The things that you decide you have to do to win a competition or succeed in achieving a goal.
You will have a better chance of winning your racquetball matches if you adopt a game plan. A game plan is a style of play and a set of racquetball tactics.
First, base your game plan on your current skill set. Adopting a difficult plan will lead to frustration and loss of focus during your match.
Second, stay faithful to your plan during your match. Trust that it will give you the winning advantage, allowing you to stay calm and assertive while hitting your shots.
The following game plans are listed in order of difficulty and level of attack.
Ceiling Ball Game Plan
This plan involves hitting only ceiling ball shots if the ball is within five feet of the back wall. This includes returning almost all serves with a ceiling ball. Hit passing shots if the ball is waist-high or below. Anything hit above waist-high will go back up to the ceiling. This style of play has the least level of attacking shots, but it also keeps you in control of center court and prevents you from hitting skip shots.
Ball Height Game Plan
In this plan, base your shot selection on the height of the ball. All shots hit above the waist should go to the ceiling. If the ball is between knee and waist-high, then hit down-the-line and wide-angle passing shots. If the ball is at knee level or below, and your opponent is behind you, then hit pinch or down-the-line kill shots. Reduce the number of difficult attack shots hit from above the waist with this game plan.
Side-In vs Side-out Game Plan
If you are side-in and serving, then play an attacking game in the front of the court using pinch and kill shots. In the back court, hit passing shots. However, when side-out, you do not want to hit any aggressive shots from the back of the court, and especially no skip shots. This means returning most serves with a ceiling ball. The advantage of this style of play is that you can “go for it” when you are side-in.
Opponent Position Game Plan
In this plan, base your shot selection entirely on the court position of your opponent. Before taking your shot, be aware of your opponent’s position. If your opponent is behind you, and you can hit the ball at knee height or lower, then make a pinch or kill shot.

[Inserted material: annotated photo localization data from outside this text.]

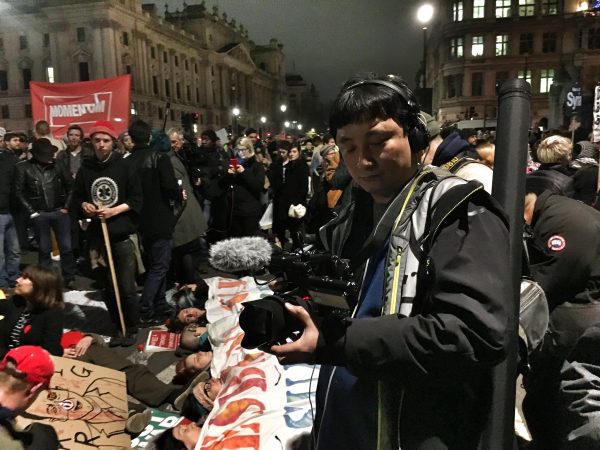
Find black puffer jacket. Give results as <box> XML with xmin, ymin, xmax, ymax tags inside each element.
<box><xmin>526</xmin><ymin>164</ymin><xmax>575</xmax><ymax>198</ymax></box>
<box><xmin>189</xmin><ymin>145</ymin><xmax>229</xmax><ymax>201</ymax></box>
<box><xmin>14</xmin><ymin>158</ymin><xmax>72</xmax><ymax>215</ymax></box>
<box><xmin>269</xmin><ymin>158</ymin><xmax>309</xmax><ymax>222</ymax></box>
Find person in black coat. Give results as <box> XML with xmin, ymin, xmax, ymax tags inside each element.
<box><xmin>0</xmin><ymin>265</ymin><xmax>64</xmax><ymax>359</ymax></box>
<box><xmin>269</xmin><ymin>140</ymin><xmax>309</xmax><ymax>249</ymax></box>
<box><xmin>226</xmin><ymin>137</ymin><xmax>266</xmax><ymax>238</ymax></box>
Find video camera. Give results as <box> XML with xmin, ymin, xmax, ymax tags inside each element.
<box><xmin>239</xmin><ymin>248</ymin><xmax>359</xmax><ymax>349</ymax></box>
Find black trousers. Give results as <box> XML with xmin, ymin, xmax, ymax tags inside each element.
<box><xmin>79</xmin><ymin>344</ymin><xmax>173</xmax><ymax>407</ymax></box>
<box><xmin>104</xmin><ymin>238</ymin><xmax>139</xmax><ymax>331</ymax></box>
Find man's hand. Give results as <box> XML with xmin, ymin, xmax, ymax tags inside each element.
<box><xmin>269</xmin><ymin>303</ymin><xmax>319</xmax><ymax>365</ymax></box>
<box><xmin>81</xmin><ymin>202</ymin><xmax>97</xmax><ymax>217</ymax></box>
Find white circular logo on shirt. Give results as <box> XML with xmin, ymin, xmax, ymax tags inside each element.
<box><xmin>91</xmin><ymin>177</ymin><xmax>118</xmax><ymax>208</ymax></box>
<box><xmin>547</xmin><ymin>235</ymin><xmax>566</xmax><ymax>252</ymax></box>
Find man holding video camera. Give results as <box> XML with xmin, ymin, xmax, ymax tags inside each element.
<box><xmin>270</xmin><ymin>74</ymin><xmax>511</xmax><ymax>450</ymax></box>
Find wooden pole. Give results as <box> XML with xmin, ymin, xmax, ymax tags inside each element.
<box><xmin>100</xmin><ymin>217</ymin><xmax>127</xmax><ymax>337</ymax></box>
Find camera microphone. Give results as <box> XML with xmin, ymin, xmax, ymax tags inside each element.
<box><xmin>209</xmin><ymin>236</ymin><xmax>273</xmax><ymax>273</ymax></box>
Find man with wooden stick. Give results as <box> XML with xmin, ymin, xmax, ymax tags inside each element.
<box><xmin>71</xmin><ymin>121</ymin><xmax>143</xmax><ymax>346</ymax></box>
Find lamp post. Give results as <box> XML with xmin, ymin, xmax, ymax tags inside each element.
<box><xmin>232</xmin><ymin>107</ymin><xmax>240</xmax><ymax>136</ymax></box>
<box><xmin>416</xmin><ymin>3</ymin><xmax>434</xmax><ymax>113</ymax></box>
<box><xmin>280</xmin><ymin>104</ymin><xmax>287</xmax><ymax>135</ymax></box>
<box><xmin>260</xmin><ymin>116</ymin><xmax>267</xmax><ymax>138</ymax></box>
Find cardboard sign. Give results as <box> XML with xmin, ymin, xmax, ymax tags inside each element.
<box><xmin>131</xmin><ymin>409</ymin><xmax>184</xmax><ymax>448</ymax></box>
<box><xmin>145</xmin><ymin>329</ymin><xmax>181</xmax><ymax>353</ymax></box>
<box><xmin>18</xmin><ymin>356</ymin><xmax>130</xmax><ymax>450</ymax></box>
<box><xmin>30</xmin><ymin>75</ymin><xmax>131</xmax><ymax>139</ymax></box>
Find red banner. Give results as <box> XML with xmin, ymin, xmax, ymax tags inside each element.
<box><xmin>30</xmin><ymin>75</ymin><xmax>131</xmax><ymax>139</ymax></box>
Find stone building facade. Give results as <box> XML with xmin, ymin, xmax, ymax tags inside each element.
<box><xmin>0</xmin><ymin>0</ymin><xmax>286</xmax><ymax>134</ymax></box>
<box><xmin>426</xmin><ymin>0</ymin><xmax>600</xmax><ymax>129</ymax></box>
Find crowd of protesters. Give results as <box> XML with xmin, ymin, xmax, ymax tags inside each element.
<box><xmin>0</xmin><ymin>103</ymin><xmax>599</xmax><ymax>449</ymax></box>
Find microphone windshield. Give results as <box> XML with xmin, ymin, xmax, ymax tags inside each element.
<box><xmin>209</xmin><ymin>236</ymin><xmax>272</xmax><ymax>273</ymax></box>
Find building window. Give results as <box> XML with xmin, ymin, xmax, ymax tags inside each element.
<box><xmin>518</xmin><ymin>69</ymin><xmax>532</xmax><ymax>85</ymax></box>
<box><xmin>176</xmin><ymin>82</ymin><xmax>181</xmax><ymax>99</ymax></box>
<box><xmin>125</xmin><ymin>65</ymin><xmax>131</xmax><ymax>75</ymax></box>
<box><xmin>43</xmin><ymin>33</ymin><xmax>49</xmax><ymax>48</ymax></box>
<box><xmin>589</xmin><ymin>28</ymin><xmax>600</xmax><ymax>50</ymax></box>
<box><xmin>450</xmin><ymin>37</ymin><xmax>464</xmax><ymax>58</ymax></box>
<box><xmin>77</xmin><ymin>27</ymin><xmax>85</xmax><ymax>42</ymax></box>
<box><xmin>187</xmin><ymin>85</ymin><xmax>191</xmax><ymax>101</ymax></box>
<box><xmin>19</xmin><ymin>35</ymin><xmax>28</xmax><ymax>50</ymax></box>
<box><xmin>519</xmin><ymin>33</ymin><xmax>534</xmax><ymax>54</ymax></box>
<box><xmin>122</xmin><ymin>32</ymin><xmax>129</xmax><ymax>46</ymax></box>
<box><xmin>472</xmin><ymin>72</ymin><xmax>484</xmax><ymax>96</ymax></box>
<box><xmin>152</xmin><ymin>76</ymin><xmax>158</xmax><ymax>95</ymax></box>
<box><xmin>24</xmin><ymin>104</ymin><xmax>32</xmax><ymax>118</ymax></box>
<box><xmin>496</xmin><ymin>34</ymin><xmax>508</xmax><ymax>55</ymax></box>
<box><xmin>163</xmin><ymin>52</ymin><xmax>168</xmax><ymax>63</ymax></box>
<box><xmin>540</xmin><ymin>69</ymin><xmax>554</xmax><ymax>93</ymax></box>
<box><xmin>158</xmin><ymin>107</ymin><xmax>163</xmax><ymax>119</ymax></box>
<box><xmin>175</xmin><ymin>55</ymin><xmax>179</xmax><ymax>67</ymax></box>
<box><xmin>495</xmin><ymin>0</ymin><xmax>511</xmax><ymax>17</ymax></box>
<box><xmin>195</xmin><ymin>63</ymin><xmax>198</xmax><ymax>74</ymax></box>
<box><xmin>542</xmin><ymin>32</ymin><xmax>557</xmax><ymax>53</ymax></box>
<box><xmin>165</xmin><ymin>80</ymin><xmax>171</xmax><ymax>97</ymax></box>
<box><xmin>1</xmin><ymin>105</ymin><xmax>8</xmax><ymax>119</ymax></box>
<box><xmin>79</xmin><ymin>62</ymin><xmax>89</xmax><ymax>81</ymax></box>
<box><xmin>196</xmin><ymin>87</ymin><xmax>200</xmax><ymax>103</ymax></box>
<box><xmin>473</xmin><ymin>0</ymin><xmax>485</xmax><ymax>18</ymax></box>
<box><xmin>496</xmin><ymin>71</ymin><xmax>509</xmax><ymax>93</ymax></box>
<box><xmin>170</xmin><ymin>109</ymin><xmax>175</xmax><ymax>121</ymax></box>
<box><xmin>185</xmin><ymin>59</ymin><xmax>189</xmax><ymax>70</ymax></box>
<box><xmin>46</xmin><ymin>67</ymin><xmax>55</xmax><ymax>83</ymax></box>
<box><xmin>452</xmin><ymin>1</ymin><xmax>464</xmax><ymax>21</ymax></box>
<box><xmin>445</xmin><ymin>74</ymin><xmax>463</xmax><ymax>98</ymax></box>
<box><xmin>541</xmin><ymin>0</ymin><xmax>558</xmax><ymax>15</ymax></box>
<box><xmin>472</xmin><ymin>35</ymin><xmax>484</xmax><ymax>56</ymax></box>
<box><xmin>151</xmin><ymin>47</ymin><xmax>156</xmax><ymax>59</ymax></box>
<box><xmin>22</xmin><ymin>68</ymin><xmax>31</xmax><ymax>90</ymax></box>
<box><xmin>519</xmin><ymin>0</ymin><xmax>535</xmax><ymax>16</ymax></box>
<box><xmin>0</xmin><ymin>71</ymin><xmax>7</xmax><ymax>91</ymax></box>
<box><xmin>0</xmin><ymin>38</ymin><xmax>3</xmax><ymax>52</ymax></box>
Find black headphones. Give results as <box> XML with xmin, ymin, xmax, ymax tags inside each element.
<box><xmin>342</xmin><ymin>78</ymin><xmax>430</xmax><ymax>153</ymax></box>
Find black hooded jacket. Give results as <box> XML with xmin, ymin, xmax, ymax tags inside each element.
<box><xmin>71</xmin><ymin>151</ymin><xmax>142</xmax><ymax>242</ymax></box>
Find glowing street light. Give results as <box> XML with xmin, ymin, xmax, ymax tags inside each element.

If your opponent is in front of you, hit passing shots. Cut off all serves early with passing shots.
Game Score Difference Game Plan
When ahead in the game by 3 to 5 points, play as aggressively as possible with attacking passing shots and kill shots, and hit drive or hard z serves on your second serve. If the score is very close or even, play attacking passing shots, but keep your opponent pinned in the back court and keep the ball off the back wall. If you are behind in the score by 3 to 5 points, then slow the game down with lob serves and ceiling ball shots from the back court. In this case, force your opponent to take the high risk shots from the back court.
Shooters Game Plan
Ok, this is not really a game plan, but it is the maximum attacking level used by professionals. This game style relies on serving hard drive and jam serves on both first and second serves. All shots are attacking passing shots. All serve returns are hard passing shots. Short balls are killed and opponent errors are re-killed. Splat shots are hit as often as kill shots. Achieve this style of game in 10 years or 10,000 hours of play and practice.
So, develop your own game plan that matches your abilities on the racquetball court. Evaluate your opponent’s weaknesses and then modify your plan accordingly. Remember, the odds are that your opponent doesn’t even have a plan!